Puzzled over palindromic product problem

Question

I've been learning Ruby, so I thought I'd try my hand at some of the project Euler puzzles. Embarrassingly, I only made it to problem 4...

Problem 4 goes as follows:

A palindromic number reads the same both ways. The largest palindrome made from the product of two 2-digit numbers is 9009 = 91 × 99.

Find the largest palindrome made from the product of two 3-digit numbers.
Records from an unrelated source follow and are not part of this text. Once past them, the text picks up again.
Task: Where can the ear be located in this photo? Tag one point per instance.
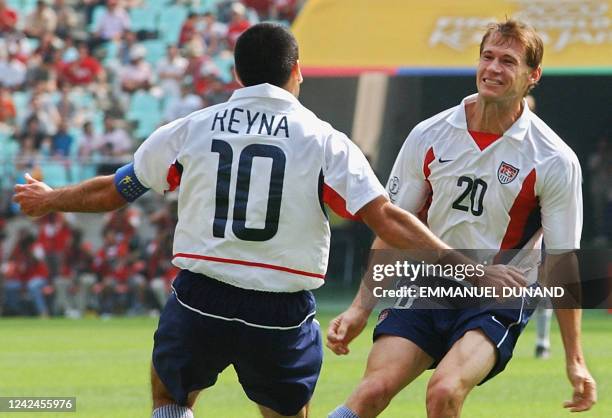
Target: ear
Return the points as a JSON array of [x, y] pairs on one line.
[[296, 71], [535, 75], [236, 77]]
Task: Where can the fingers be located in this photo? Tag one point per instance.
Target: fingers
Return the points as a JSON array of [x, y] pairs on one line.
[[335, 337], [332, 330], [517, 275], [30, 179], [585, 396]]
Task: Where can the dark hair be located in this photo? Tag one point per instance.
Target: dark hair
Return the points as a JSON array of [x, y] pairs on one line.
[[265, 53], [524, 34]]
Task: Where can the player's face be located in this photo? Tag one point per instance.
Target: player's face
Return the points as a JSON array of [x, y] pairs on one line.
[[503, 74]]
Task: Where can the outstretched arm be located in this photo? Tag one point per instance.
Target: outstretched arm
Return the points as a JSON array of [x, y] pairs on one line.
[[397, 228], [562, 269], [98, 194]]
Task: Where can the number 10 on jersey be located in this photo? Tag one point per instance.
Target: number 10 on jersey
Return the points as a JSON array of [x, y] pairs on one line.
[[243, 181]]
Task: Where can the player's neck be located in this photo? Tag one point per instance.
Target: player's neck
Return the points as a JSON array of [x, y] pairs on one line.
[[492, 117]]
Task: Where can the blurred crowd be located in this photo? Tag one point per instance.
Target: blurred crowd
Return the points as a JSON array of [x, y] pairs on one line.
[[82, 83], [53, 270]]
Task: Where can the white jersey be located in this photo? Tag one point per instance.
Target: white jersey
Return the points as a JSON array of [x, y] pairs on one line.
[[252, 173], [494, 194]]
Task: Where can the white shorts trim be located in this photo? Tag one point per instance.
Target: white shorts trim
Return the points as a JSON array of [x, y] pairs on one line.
[[250, 324]]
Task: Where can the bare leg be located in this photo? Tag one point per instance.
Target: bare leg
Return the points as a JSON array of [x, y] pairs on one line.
[[468, 361], [393, 363], [162, 397]]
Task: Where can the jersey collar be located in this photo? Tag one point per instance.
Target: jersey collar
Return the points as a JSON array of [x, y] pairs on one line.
[[264, 91], [517, 131]]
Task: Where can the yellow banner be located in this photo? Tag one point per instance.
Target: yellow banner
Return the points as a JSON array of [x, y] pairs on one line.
[[446, 33]]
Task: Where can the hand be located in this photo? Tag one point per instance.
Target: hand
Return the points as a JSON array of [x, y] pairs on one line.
[[585, 388], [500, 276], [32, 197], [344, 328]]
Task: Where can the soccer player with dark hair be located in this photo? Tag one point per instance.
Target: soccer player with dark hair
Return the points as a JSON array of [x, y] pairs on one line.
[[252, 237], [489, 174]]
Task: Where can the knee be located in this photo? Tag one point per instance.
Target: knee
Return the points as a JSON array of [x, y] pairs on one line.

So I figured I would loop down from 999 to 100 in a nested for loop and do a test for the palindrome and then break out of the loops when I found the first one (which should be the largest one):

final=nil
range = 100...1000
for a in range.to_a.reverse do
  for b in range.to_a.reverse do
    c=a*b
    final=c if c.to_s == c.to_s.reverse
    break if !final.nil?
  end
  break if !final.nil?
end
puts final

This does output a palindrome 580085, but apparently this isn't the highest product of two three-digit numbers within the range. Strangely, the same code succeeds to return 9009, like in the example, if I change the range to 10...100.

• Can someone tell me where I am going wrong?
• Also, is there a nicer way to break out of the internal loop?

Thanks

Answer 1

You are testing 999* (999...100), then 998 * (999...100)

Hence you will be testing 999 * 500 before you test 997 * 996.

So, how you we find that right number?

First note the multiplication is reflective, a * b == b * a, so b need not go from 999...0 every time, just a ...0.

When you find a palindrone, add the two factors together and save the sum (save the two factors also)

Inside the loop, if (a+b) is ever less than the saved sum, abandon the inner loop and move to the next a. When a falls below sum/2, no future value you could find would be higher than the one you've already found, so you're done.